While working on my Docker image for webtrees, I ran into a peculiar issue. I had setup automated builds in Docker Hub for every tagged commit in my git repository. At first, I wanted to be able to have multiple tags for each image build, so that each build could be version tagged (like 1.7.15) and have the latest tag applied as well. Using an undocumented feature, I was able to get that to work. However, problems arose once I wanted to also properly label my image. Specifically, I was trying to add the BUILD_DATE and VCS_REF labels. With Docker Hub, this requires you to add your own build hook in order to pass in the needed build arguments. Using an example I found, I added my own build hook to my repository.

1#!/bin/bash
2
3docker build --build-arg VCS_REF=`git rev-parse — short HEAD` \
4  --build-arg BUILD_DATE=`date -u +”%Y-%m-%dT%H:%M:%SZ”` \
5  -t $IMAGE_NAME .

This is where everything fell apart. My image builds started failing!

Docker Hub build failure
Oh no

Issue

After some head scratching and debugging, I discovered the two-part problem.

Environment Variable

The first part of the problem was the IMAGE_NAME environment variable. Normally, this environment variable provides a value like index.docker.io/username/repo:tag. However, when you abuse Docker Hub’s tagging system to do multiple tags like I was doing, you instead get a value like index.docker.io/username/repo:tag1,tag2.

Build Hook

With the aforementioned malformed environment variable, the simple build hook script example I found completely falls flat, as this is not valid syntax.
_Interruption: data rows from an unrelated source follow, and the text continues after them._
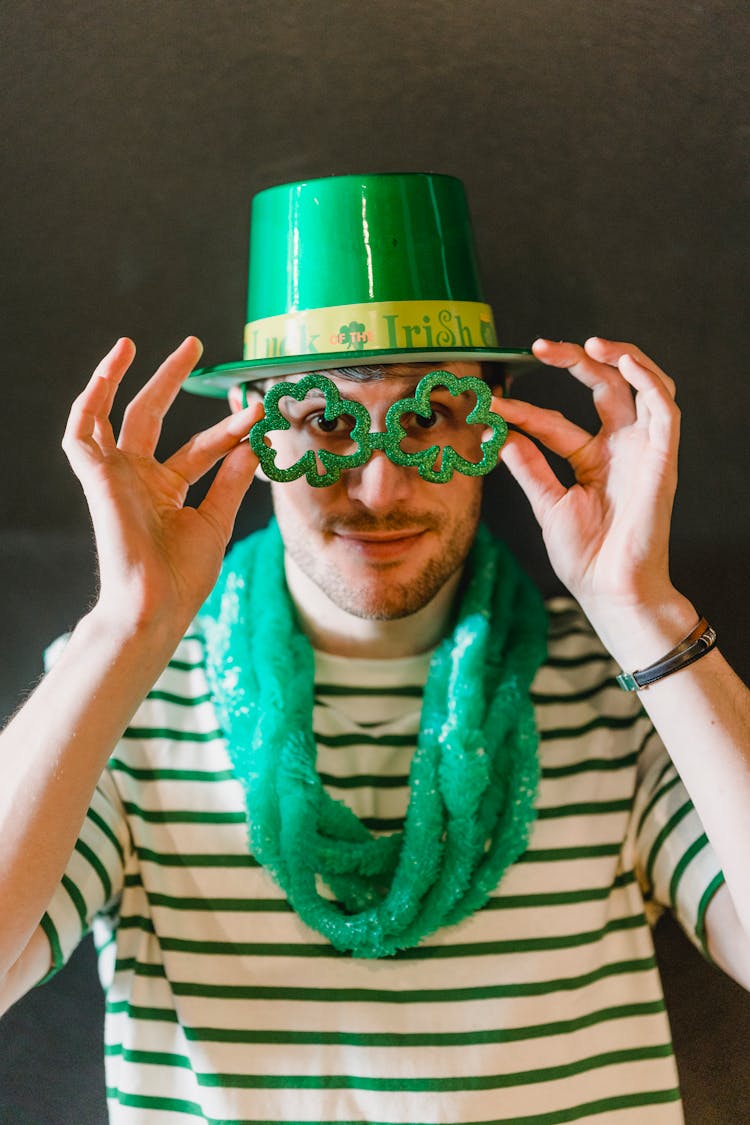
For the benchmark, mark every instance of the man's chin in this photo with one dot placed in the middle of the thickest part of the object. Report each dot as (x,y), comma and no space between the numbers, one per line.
(385,600)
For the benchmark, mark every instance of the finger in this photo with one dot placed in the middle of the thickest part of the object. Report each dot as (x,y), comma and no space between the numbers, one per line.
(233,479)
(531,469)
(611,351)
(142,422)
(201,452)
(654,404)
(88,431)
(551,428)
(613,399)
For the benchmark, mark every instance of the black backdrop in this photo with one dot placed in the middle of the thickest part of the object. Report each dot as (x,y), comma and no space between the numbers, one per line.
(604,150)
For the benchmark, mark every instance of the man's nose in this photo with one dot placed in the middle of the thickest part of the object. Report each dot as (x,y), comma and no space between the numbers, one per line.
(379,483)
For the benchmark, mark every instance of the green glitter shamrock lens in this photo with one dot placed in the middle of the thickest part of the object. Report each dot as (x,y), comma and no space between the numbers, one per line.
(309,430)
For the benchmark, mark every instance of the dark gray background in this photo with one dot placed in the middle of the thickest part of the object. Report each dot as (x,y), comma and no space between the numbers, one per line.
(604,150)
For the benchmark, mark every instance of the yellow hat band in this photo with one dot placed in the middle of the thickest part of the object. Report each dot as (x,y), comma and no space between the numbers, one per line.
(378,326)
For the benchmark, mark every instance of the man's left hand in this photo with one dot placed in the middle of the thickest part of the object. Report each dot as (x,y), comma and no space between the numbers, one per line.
(607,534)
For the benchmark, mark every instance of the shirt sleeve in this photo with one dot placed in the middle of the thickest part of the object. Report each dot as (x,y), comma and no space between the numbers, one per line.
(676,865)
(93,879)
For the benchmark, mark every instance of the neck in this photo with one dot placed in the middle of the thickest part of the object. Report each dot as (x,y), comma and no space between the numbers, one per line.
(331,629)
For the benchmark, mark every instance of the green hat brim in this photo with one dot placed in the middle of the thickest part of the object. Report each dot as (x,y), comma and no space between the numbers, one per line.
(215,381)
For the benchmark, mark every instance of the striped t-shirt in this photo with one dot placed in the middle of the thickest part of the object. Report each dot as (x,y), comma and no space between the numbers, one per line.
(545,1006)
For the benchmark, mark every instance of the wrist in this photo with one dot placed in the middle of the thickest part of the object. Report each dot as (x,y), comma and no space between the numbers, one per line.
(114,635)
(639,635)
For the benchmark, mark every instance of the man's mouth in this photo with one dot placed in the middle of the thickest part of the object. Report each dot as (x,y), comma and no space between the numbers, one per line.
(380,545)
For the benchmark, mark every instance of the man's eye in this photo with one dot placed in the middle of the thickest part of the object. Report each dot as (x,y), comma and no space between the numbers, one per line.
(340,424)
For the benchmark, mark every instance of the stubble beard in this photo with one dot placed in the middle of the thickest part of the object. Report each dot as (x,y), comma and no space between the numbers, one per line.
(378,594)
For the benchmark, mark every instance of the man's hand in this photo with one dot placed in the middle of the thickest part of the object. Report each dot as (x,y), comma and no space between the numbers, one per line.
(157,559)
(607,534)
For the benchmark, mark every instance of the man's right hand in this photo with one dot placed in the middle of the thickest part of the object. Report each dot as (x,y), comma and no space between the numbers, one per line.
(157,558)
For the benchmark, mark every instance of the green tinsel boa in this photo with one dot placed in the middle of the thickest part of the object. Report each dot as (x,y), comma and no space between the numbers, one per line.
(473,776)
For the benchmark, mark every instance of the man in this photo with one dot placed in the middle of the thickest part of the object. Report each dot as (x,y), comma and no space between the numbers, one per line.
(457,939)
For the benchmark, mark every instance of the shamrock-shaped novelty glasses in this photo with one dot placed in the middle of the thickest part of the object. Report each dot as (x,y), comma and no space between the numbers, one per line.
(318,434)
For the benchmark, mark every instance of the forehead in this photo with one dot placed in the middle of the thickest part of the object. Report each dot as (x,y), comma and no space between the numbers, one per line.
(389,381)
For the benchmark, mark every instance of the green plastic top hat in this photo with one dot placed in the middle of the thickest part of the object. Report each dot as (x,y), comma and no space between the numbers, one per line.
(360,269)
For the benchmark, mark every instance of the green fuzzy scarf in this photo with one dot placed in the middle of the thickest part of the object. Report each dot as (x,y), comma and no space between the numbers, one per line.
(473,776)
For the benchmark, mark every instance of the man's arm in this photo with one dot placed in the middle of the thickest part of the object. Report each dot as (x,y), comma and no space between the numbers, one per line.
(157,561)
(607,538)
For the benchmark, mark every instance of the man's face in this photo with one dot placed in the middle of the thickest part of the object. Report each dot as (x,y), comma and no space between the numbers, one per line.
(381,541)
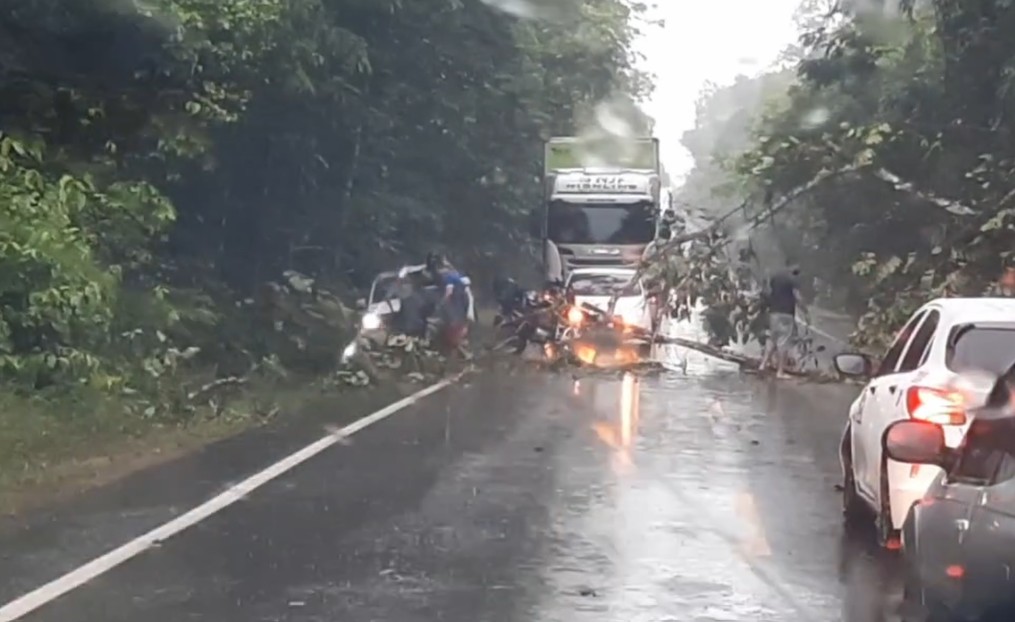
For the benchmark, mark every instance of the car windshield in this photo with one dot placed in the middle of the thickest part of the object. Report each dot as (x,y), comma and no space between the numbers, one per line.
(603,285)
(982,348)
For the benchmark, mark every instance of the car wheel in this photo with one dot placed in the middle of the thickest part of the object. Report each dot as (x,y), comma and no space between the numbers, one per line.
(888,536)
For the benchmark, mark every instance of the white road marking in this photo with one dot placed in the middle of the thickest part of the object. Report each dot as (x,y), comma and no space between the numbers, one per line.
(75,578)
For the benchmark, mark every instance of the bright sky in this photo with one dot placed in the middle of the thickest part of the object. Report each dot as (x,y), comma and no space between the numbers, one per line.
(707,41)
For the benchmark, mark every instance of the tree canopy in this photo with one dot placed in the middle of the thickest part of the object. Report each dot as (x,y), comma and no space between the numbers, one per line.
(161,160)
(888,155)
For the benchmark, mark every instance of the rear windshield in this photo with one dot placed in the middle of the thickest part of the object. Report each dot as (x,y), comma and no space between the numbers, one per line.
(603,285)
(984,348)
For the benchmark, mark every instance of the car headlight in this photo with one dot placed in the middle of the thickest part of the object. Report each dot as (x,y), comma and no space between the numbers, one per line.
(349,351)
(371,322)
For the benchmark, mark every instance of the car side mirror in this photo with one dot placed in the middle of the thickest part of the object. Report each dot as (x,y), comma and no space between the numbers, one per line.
(853,364)
(536,222)
(916,442)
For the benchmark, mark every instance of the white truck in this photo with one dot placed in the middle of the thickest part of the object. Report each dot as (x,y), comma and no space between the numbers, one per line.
(596,213)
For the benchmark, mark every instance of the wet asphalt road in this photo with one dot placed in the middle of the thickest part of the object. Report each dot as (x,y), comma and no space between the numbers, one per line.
(697,496)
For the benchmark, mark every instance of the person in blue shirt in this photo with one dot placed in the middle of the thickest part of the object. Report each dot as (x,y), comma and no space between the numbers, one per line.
(453,304)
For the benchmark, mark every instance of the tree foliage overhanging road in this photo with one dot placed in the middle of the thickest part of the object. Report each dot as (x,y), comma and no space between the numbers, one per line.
(161,161)
(899,128)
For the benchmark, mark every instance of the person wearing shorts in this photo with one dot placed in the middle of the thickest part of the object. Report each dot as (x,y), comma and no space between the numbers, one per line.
(783,299)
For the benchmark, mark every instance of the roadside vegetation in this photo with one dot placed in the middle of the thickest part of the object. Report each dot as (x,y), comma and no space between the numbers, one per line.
(879,155)
(191,191)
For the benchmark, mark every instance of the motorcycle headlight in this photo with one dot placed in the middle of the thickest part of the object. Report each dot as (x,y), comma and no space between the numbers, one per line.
(371,322)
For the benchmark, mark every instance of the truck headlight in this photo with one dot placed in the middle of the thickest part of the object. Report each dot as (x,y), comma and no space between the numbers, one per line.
(371,322)
(349,351)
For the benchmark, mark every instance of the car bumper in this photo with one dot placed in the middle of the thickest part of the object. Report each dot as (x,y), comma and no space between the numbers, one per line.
(906,485)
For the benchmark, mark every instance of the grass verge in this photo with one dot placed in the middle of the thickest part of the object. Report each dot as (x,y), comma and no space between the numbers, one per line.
(58,445)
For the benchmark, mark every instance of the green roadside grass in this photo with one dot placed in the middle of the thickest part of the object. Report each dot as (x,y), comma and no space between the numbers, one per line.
(58,445)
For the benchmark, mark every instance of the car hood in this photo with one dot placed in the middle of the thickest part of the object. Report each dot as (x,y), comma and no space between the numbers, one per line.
(625,304)
(385,307)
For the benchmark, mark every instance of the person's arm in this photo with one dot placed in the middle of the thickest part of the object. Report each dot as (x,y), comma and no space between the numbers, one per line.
(802,303)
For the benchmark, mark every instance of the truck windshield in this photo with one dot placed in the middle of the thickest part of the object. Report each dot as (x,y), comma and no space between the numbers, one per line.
(593,223)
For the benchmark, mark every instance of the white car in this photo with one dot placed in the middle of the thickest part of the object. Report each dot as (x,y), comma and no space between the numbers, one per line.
(597,285)
(930,372)
(385,301)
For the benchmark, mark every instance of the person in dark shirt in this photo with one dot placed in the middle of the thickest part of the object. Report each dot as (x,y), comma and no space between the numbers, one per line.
(782,300)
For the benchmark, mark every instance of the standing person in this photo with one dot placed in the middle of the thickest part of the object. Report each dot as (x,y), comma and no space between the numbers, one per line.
(782,300)
(453,304)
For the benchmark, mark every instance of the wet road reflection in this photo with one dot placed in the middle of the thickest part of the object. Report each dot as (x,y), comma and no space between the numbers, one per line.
(696,496)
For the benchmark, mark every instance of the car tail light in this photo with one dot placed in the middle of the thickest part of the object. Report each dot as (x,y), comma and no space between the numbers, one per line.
(941,406)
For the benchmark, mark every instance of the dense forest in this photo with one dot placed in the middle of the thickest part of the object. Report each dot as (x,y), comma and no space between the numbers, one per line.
(164,163)
(879,153)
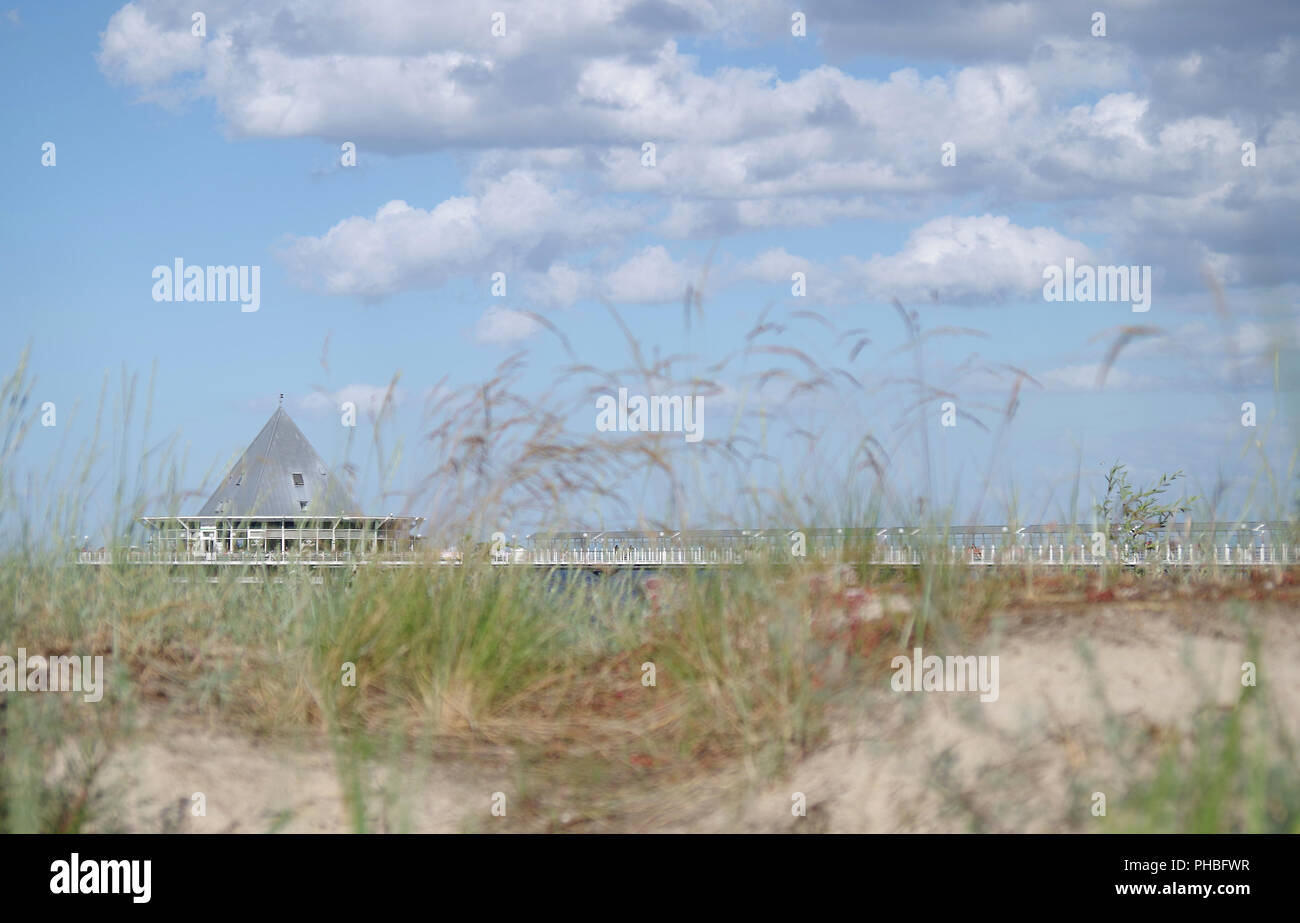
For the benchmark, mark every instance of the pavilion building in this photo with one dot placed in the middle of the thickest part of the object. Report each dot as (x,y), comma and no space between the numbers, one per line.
(280,505)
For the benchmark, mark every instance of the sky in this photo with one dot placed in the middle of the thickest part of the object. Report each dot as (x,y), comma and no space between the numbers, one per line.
(917,164)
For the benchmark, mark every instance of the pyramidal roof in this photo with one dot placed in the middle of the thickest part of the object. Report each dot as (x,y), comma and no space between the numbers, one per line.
(280,476)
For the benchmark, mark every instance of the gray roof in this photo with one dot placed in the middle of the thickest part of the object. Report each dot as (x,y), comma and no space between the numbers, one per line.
(265,479)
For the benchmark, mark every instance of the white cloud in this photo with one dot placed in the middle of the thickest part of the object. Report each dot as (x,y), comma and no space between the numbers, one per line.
(970,258)
(1083,377)
(406,247)
(503,326)
(649,277)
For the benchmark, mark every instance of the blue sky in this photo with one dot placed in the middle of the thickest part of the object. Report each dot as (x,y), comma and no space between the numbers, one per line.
(775,154)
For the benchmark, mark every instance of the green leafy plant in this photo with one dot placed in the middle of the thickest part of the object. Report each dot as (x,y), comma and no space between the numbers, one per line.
(1135,516)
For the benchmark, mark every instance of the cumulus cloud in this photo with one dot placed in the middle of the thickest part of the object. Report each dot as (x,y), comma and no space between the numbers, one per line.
(1135,137)
(516,221)
(505,326)
(970,258)
(649,277)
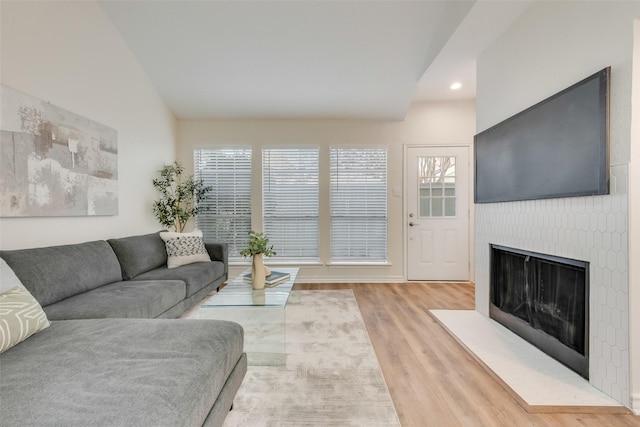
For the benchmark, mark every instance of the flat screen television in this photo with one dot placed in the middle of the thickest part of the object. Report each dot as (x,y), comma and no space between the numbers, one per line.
(556,148)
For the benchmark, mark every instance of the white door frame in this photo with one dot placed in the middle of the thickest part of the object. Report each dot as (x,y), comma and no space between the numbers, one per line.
(405,207)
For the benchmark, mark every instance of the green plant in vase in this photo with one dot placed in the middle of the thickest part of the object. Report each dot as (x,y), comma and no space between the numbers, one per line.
(180,197)
(257,248)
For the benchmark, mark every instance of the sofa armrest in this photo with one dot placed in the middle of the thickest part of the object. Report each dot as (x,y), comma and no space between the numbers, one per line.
(218,251)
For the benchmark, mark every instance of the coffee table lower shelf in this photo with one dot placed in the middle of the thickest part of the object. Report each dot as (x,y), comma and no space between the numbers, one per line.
(262,314)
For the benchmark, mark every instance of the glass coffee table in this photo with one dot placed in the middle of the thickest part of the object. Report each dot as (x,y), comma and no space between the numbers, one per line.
(262,314)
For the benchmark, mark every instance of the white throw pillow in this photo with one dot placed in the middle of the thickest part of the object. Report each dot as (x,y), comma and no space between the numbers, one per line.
(184,248)
(20,317)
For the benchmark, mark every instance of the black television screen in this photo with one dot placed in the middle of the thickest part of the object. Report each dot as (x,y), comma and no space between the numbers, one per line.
(556,148)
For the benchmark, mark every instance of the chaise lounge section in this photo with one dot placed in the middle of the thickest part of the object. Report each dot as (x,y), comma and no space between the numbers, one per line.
(113,353)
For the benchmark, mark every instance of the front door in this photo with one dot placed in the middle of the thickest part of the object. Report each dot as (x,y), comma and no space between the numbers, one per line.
(437,213)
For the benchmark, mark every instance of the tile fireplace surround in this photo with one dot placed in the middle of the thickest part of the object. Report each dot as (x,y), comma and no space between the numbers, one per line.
(592,229)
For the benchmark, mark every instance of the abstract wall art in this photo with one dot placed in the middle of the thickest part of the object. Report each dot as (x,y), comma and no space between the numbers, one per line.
(54,162)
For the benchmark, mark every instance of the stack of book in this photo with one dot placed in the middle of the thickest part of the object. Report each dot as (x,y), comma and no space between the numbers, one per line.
(273,279)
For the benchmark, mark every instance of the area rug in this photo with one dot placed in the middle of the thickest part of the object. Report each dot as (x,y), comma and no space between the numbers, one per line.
(331,377)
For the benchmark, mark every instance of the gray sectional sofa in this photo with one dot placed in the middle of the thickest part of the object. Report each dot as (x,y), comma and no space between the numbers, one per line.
(114,353)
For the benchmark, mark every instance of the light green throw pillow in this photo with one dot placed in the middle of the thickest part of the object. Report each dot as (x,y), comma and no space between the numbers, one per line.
(20,317)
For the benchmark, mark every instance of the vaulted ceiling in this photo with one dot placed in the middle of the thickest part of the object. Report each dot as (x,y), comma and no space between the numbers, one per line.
(308,59)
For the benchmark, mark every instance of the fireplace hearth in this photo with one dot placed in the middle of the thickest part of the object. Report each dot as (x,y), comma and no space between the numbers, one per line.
(544,299)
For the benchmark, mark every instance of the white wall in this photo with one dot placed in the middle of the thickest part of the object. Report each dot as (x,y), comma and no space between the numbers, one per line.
(68,53)
(451,123)
(634,224)
(550,47)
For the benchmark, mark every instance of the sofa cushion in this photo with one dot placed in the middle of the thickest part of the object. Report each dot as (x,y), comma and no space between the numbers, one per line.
(119,372)
(8,278)
(140,299)
(184,248)
(21,317)
(138,254)
(54,273)
(196,276)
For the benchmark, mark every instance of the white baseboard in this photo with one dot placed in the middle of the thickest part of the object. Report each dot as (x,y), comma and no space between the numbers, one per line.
(635,403)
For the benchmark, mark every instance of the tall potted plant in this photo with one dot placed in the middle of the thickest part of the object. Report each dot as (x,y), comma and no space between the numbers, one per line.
(258,248)
(180,197)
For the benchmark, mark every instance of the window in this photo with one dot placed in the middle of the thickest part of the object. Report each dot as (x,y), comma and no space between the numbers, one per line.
(359,204)
(228,214)
(437,186)
(290,201)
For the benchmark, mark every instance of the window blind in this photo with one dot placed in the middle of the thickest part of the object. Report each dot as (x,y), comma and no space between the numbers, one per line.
(358,204)
(227,213)
(290,202)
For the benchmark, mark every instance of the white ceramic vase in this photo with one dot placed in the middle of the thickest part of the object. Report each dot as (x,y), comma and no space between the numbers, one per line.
(257,272)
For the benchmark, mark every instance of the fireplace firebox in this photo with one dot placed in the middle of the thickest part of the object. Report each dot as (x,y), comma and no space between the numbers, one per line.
(544,299)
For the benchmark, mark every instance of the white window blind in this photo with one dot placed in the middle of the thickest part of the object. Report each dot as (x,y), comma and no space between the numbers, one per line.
(358,205)
(228,214)
(290,201)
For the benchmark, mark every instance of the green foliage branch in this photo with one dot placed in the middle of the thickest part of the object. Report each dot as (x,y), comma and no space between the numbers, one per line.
(180,197)
(258,244)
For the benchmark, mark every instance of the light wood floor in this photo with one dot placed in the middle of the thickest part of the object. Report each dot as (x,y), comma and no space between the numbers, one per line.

Mysteriously, if you don’t use a custom build script, this does in fact work, so Docker must be able to handle this in their own scripts, with logic they don’t share.

Workaround

To fix this, you need to write your own build hook script that can handle multiple tags being passed to it. You can either tag the image during the build command (easier) or build the the image first, then docker tag it multiple times (a bit more difficult, since you have to reference the image properly). I was unable to find anyone else who has done this, so I wrote my own. This is what I have come up with and seems to work:

 1#!/bin/bash
 2
 3IFS=',' read -ra tags <<< "$DOCKER_TAG"
 4TAG_COMMAND=""
 5
 6for tag in "${tags[@]}"
 7do
 8    TAG_COMMAND="$TAG_COMMAND -t $DOCKER_REPO:$tag"
 9done
10
11docker build --build-arg BUILD_DATE=`date -u +"%Y-%m-%dT%H:%M:%SZ"` \
12             --build-arg VCS_REF=`git rev-parse --short HEAD` \
13             $TAG_COMMAND .

This script takes in the DOCKER_TAG environment variable (which provides a comma-separated list of tags), splits it by comma, then builds the -t tagging argument for the build command. There is no harm in using this for an image with only a single tag, as this will still work perfectly fine.

Docker Hub build success
Success!

Conclusion

With a bit of abuse of some undocumented features, I was able to get my Docker image to build automatically on Docker Hub with all of the labels and tags I wanted.

Microbadger labels
Microbadger labels

This adventure though has really made me question my usage of Docker Hub’s image building. It seems like I could have avoided a lot of this hassle if I had set up builds with a different CI provider like GitHub Actions, and then just push to Docker Hub, instead of dealing with all of these weird, undocumented limitations. I also don’t know if or when this workaround will stop functioning.